I have some doubts on the following problem :
Let us consider $T : \ell^1(\mathbb N) \to \ell^1(\mathbb N) $by $(x_1,x_2….. ) \to (x_2, x_3 ……..) $.
I want to find the eigen values and spectrum of T and also of $T' : \ell^\infty (\mathbb N)\to \ell^\infty(\mathbb N)$
let us consider $\lambda $ to be the eigen value , then $Tx=\lambda x$ for a $x \in \ell^1$ then we get $(x_2,x_3,……)=(\lambda x_1, \lambda x_2 ……..)$ which holds equality if $x_1=x_2=…..=0$ , which means there is no eigen value for $T$ .
How do i find the spectrum of $T$ and $T'$ ?
Thank you for your help.
Best Answer
The "iff" part is wrong. Consider: $(x_i)$ with $x_i=\lambda^i$. For what $\lambda$ is this in $\ell^1$? In $\ell^\infty$?

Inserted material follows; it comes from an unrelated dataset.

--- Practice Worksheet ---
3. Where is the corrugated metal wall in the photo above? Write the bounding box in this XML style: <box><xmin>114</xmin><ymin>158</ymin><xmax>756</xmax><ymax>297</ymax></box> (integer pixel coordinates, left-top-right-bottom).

You can write out explicitly for $|\lambda|>1$ the inverse of $\lambda I -T$ by writing:
$$S_\lambda = (\lambda I - T)^{-1} = \lambda^{-1}(I-\lambda^{-1}T)^{-1} = \lambda^{-1}\sum_{k=0}^\infty \lambda^{-k} T^k$$
Writing $x=(x_i)$ and $(y_i)=S_\lambda x$, we get:
$$y_i = \sum_{k=0}^\infty \lambda^{-(k+1)} x_{i+k}$$
You need to show that if $x\in\ell^1$ (resp. $\ell^\infty$), then this series for $y_i$ coverges for all $i$, and $(y_i)\in\ell^1$ (resp. $\ell^\infty$.)